# Part 1: Data Loading and Preprocessing - Phase 1 Dataset

**Goal:** Load and inspect the BIOQIC FEM Box simulation (`four_target_phantom.mat`)

**Dataset:** Phase 1 - Simple box geometry with 4 target inclusions of different stiffness

## Objectives:
1. Load `.mat` file and understand its structure
2. Extract displacement fields (u_x, u_y, u_z)
3. Extract ground truth stiffness (complex shear modulus)
4. Visualize displacement fields and stiffness distribution
5. Build preprocessing utilities (normalization, coordinate grids)
6. Generate collocation points for physics loss

In [None]:
import numpy as np
import scipy.io as sio
import matplotlib.pyplot as plt
from mpl_toolkits.mplot3d import Axes3D
import seaborn as sns
from pathlib import Path

# Set plotting style
sns.set_style('whitegrid')
plt.rcParams['figure.figsize'] = (12, 8)

print("Libraries imported successfully!")

## 1. Load BIOQIC Box Dataset

In [None]:
# Define data path
data_path = Path('data/raw/bioqic/four_target_phantom.mat')

# Check if file exists
if not data_path.exists():
    raise FileNotFoundError(f"Dataset not found at {data_path}")

# Load .mat file
print(f"Loading dataset from: {data_path}")
data = sio.loadmat(data_path)

print("\n=== Dataset Keys ===")
for key in data.keys():
    if not key.startswith('__'):  # Skip metadata keys
        print(f"  {key}: {type(data[key])} - Shape: {data[key].shape if hasattr(data[key], 'shape') else 'N/A'}")
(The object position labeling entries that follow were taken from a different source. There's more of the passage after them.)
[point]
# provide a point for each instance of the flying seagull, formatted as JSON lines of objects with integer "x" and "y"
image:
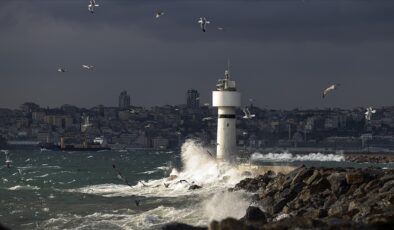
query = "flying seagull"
{"x": 207, "y": 118}
{"x": 329, "y": 89}
{"x": 368, "y": 113}
{"x": 247, "y": 114}
{"x": 7, "y": 159}
{"x": 159, "y": 14}
{"x": 92, "y": 5}
{"x": 61, "y": 70}
{"x": 120, "y": 175}
{"x": 203, "y": 23}
{"x": 88, "y": 67}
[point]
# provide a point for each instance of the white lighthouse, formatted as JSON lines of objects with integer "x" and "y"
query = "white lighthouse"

## 2. Inspect Data Structure

In [None]:
# Explore the main data structures
# BIOQIC datasets typically contain:
# - u: displacement field (complex)
# - Nodes: spatial coordinates
# - stiffness/modulus: ground truth

# List all non-metadata keys
data_keys = [k for k in data.keys() if not k.startswith('__')]

print("\n=== Detailed Inspection ===")
for key in data_keys:
    item = data[key]
    print(f"\n{key}:")
    print(f"  Type: {type(item)}")
    if hasattr(item, 'shape'):
        print(f"  Shape: {item.shape}")
        print(f"  Dtype: {item.dtype}")
        if np.prod(item.shape) < 100:  # Only print if small
            print(f"  Values: {item}")
        else:
            print(f"  Min: {item.min():.6f}, Max: {item.max():.6f}, Mean: {item.mean():.6f}")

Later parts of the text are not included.